My mum is the most amazing woman I have ever met. I would say that because she is my mum. And because I am her daughter, I know her so well, all my life – that I qualify when I say that she is the most amazing woman I have ever met.
The Three Of Us – Saigon 1980
When I was little, I used to write to my father all the time. He left her when my brother was 5 and I was 7. We had only just been in the UK for 2 years, he put us into school and got us housing from the council, then disappeared.
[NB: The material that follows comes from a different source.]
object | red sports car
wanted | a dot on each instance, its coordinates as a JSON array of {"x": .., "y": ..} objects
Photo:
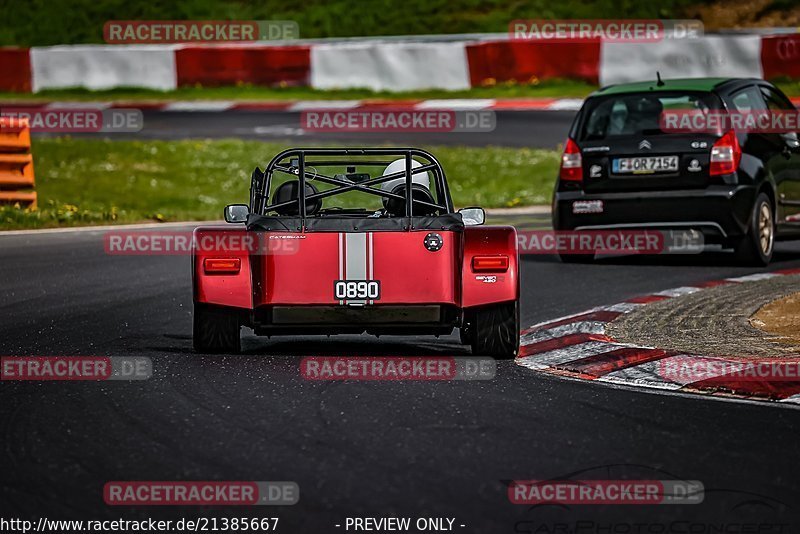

As I learned how to write and speak in English, I used to scribble away with my bic pen, pushing hard onto the paper as I go, causing my middle right hand finger to enlarge. I used to write how much we all missed him, which made my mum sad and cry. She didn’t really know where to send it – so she just sent it to my Grandmother – in hope that soon enough she would pass it onto my father. She was confident that I will be a writer when I grew up.
My mum thought my writing was brilliant because it moved her – although, in all fairness, she was probably just moved by the subject. When my brother and I were on school holidays or at the weekends, we used to play my dad’s records. He had a large collection of LPs that he left behind– he was really into music and had a great late 70s and 80s collection of everything from The Bee Gees, Abba, Blondie to Richard Clayderman.
One of our favourites was The Carpenters – we used to mimick in between playing ‘post office’ with her hair comb, ‘why do birds, suddenly appear…every time, you are near?’ My mum would believe that we were good enough to become pop stars.
And so, she worked day and night, not only to feed us but to invest in our future: she bought us a brand new piano. She wanted my brother and I to be like The Carpenters. Unfortunately, she couldn’t keep up on piano lesson fees since we couldn’t even practice on it because the walls were too thin for the neighbours to bare –blah blah black sheep.
My mum bought us up believing in anything we did and supported it no matter how grand (or silly) the idea. From helping me open a boutique to looking after my dog whilst I traveled the world to taking my shoes to be repaired (as she knows how much I love shoes). Sometimes, she helps us at the supper club to make sure that we get all our Vietnamese dishes spot on, traditional and completely yummy.
I love my mum. She loves to cook. She loves to eat and I learn everything Vietnamese from her.